Gas To Support Power, Industry
Natural gas development will also occupy a central place in the discussions.
Executives will examine opportunities for regional LNG cooperation, gas supply agreements, gas-to-power projects and expanded LPG distribution.
They will also consider investments aimed at reducing routine gas flaring and commercialising stranded gas resources.
Several African countries possess gas reserves that remain undeveloped because of limited infrastructure, weak domestic demand and insufficient financing.
Regional cooperation could improve project economics by combining demand across several markets and allowing countries to share pipelines, processing facilities and storage infrastructure.
APPO increasingly views gas as a critical fuel for electricity generation, fertiliser production, manufacturing and industrialisation.
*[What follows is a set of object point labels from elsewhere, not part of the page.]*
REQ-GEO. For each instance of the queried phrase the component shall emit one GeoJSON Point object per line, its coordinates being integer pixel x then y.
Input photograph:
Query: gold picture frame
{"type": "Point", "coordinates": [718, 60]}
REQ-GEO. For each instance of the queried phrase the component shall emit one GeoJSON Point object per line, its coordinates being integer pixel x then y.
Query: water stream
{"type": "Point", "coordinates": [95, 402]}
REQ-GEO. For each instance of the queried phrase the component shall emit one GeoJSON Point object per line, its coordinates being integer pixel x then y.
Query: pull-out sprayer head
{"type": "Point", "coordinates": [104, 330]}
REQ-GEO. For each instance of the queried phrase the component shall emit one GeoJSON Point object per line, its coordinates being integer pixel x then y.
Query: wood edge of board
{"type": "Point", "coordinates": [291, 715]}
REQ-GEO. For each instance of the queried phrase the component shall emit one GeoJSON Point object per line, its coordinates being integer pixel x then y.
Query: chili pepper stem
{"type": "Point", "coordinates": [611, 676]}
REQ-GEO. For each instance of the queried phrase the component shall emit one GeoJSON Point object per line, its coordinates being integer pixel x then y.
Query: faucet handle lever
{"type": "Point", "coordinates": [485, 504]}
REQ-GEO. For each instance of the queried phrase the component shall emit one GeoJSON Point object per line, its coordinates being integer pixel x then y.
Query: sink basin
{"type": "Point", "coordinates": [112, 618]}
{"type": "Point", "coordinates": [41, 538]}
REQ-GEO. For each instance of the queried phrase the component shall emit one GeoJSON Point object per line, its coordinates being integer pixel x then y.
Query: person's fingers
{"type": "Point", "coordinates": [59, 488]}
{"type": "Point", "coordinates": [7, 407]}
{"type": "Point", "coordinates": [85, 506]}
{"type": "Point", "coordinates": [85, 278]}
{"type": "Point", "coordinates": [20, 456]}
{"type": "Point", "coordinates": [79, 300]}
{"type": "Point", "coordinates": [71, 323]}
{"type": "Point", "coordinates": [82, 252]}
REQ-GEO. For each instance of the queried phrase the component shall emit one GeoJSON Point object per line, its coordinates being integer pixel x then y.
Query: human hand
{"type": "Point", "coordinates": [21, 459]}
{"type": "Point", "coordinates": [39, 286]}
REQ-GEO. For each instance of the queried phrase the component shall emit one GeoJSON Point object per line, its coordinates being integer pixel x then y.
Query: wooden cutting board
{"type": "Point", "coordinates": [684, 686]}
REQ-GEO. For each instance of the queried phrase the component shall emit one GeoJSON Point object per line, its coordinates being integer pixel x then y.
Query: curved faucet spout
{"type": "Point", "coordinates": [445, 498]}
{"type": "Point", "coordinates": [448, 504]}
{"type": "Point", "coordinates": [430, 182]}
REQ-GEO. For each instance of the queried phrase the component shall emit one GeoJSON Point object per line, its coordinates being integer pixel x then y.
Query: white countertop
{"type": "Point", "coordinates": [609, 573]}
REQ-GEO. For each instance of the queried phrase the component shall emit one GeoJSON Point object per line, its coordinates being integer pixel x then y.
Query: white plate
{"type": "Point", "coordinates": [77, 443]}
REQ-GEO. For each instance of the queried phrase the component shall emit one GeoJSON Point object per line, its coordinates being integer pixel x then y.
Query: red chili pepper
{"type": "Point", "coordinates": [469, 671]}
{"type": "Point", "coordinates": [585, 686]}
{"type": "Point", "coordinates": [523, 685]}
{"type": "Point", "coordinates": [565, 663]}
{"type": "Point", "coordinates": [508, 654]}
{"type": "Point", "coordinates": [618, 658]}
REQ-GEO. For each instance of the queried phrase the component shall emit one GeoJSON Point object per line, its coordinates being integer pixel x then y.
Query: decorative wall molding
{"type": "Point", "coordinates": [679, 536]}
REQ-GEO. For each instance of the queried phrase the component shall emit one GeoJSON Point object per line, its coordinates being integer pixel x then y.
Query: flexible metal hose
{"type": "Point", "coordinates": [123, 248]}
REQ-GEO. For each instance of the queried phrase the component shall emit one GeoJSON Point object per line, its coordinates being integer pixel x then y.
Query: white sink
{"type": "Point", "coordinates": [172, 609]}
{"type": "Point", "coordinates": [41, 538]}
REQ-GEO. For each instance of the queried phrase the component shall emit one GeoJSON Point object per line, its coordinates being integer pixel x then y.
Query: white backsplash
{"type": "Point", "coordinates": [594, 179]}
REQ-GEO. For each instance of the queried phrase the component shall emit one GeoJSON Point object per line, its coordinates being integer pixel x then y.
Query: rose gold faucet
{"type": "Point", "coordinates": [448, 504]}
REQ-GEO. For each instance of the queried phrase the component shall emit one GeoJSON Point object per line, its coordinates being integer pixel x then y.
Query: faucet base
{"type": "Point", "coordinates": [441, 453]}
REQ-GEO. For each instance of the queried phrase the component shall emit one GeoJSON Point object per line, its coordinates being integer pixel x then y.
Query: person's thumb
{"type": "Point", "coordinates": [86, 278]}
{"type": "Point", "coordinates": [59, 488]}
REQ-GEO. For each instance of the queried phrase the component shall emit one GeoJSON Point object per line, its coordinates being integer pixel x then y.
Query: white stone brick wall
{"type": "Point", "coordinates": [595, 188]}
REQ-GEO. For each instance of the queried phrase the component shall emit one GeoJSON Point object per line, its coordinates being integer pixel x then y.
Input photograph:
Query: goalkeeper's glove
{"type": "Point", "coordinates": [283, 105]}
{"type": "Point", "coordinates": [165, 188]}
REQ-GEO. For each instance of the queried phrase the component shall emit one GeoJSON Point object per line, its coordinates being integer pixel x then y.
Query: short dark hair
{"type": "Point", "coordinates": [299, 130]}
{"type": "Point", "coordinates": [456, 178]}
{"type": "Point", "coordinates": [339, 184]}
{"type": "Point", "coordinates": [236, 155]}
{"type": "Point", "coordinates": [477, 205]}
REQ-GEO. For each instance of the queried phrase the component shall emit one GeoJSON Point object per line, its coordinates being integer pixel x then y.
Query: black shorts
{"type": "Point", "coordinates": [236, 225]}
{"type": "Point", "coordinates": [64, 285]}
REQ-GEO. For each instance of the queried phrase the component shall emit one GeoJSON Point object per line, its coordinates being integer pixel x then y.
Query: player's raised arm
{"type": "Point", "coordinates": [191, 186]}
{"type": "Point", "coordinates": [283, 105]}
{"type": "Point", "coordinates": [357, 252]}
Nigeria, with one of Africa’s largest gas reserves, is expected to play an important role in discussions on regional supply and infrastructure partnerships.
Oil Chiefs Seek Stronger Alliances
The expected participants include Sonatrach CEO, Nour Eddine Daoudi; Sonangol Chairman and CEO, Sebastião Gaspar Martins; Ghana National Petroleum Corporation CEO, Kwame Ntow Amoah; and Libya National Oil Corporation CEO, Masoud Suleman Mousa Mahmoud.
Others include Cameroon SNH CEO, Adolphe Moudiki; Republic of Congo SNPC Director General, Maixent Raoul Ominga; Petroci CEO, Fatoumata Mbalou Sanogo; GEPetrol CEO, Bienvenido Nguema Envo; Namcor Managing Director, Victoria Sibeya; and Petrosen CEO, Alioune Guèye.
Executives from Benin, Chad, Niger, Gabon, Egypt and the Democratic Republic of Congo are also expected.
The national oil company chiefs will review existing cooperation agreements and explore joint investments, technical collaboration and shared infrastructure.
They will also consider partnerships in procurement, research, training and asset development.
The forum is intended to create stronger commercial links among African national oil companies, many of which have historically operated within their domestic markets.
Digital Platform Targets Local Suppliers
APPO is also expected to advance digital platforms aimed at connecting suppliers, investors, researchers and training institutions across member states.
The platforms will cover supplier certification, procurement opportunities, project finance, technical research, training and business intelligence.
The initiative is designed to give African companies greater visibility and improve their ability to participate in projects outside their home countries.
It also supports APPO’s wider local-content agenda.
African governments are increasingly demanding that oil and gas developments create more domestic employment, technical capacity and opportunities for local contractors.
A continent-wide supplier and procurement network could help local companies compete for projects across APPO markets.
Forum To Adopt 2027 Targets
The Cape Town meeting will conclude with the adoption of resolutions, a roadmap and key performance indicators for 2027.
The targets are expected to cover financing, refining, infrastructure, regional trade, local content and cooperation among national oil companies.
The emphasis on measurable outcomes reflects APPO’s effort to position the forum as an execution platform.
The organisation is also expected to review its revised Long-Term Strategy for Sustainable and Inclusive African Energy Sovereignty by 2050.
Discussions will include methane reduction, carbon capture, asset integrity and legal harmonisation.
As Africa seeks to finance more projects with its own capital, process more crude locally and expand trade among its markets, the Cape Town forum could become a major test of the continent’s ability to convert energy resources into broader industrial value.
For Nigeria and other leading petroleum producers, the meeting will also determine whether regional cooperation can move from policy ambition to commercially viable projects.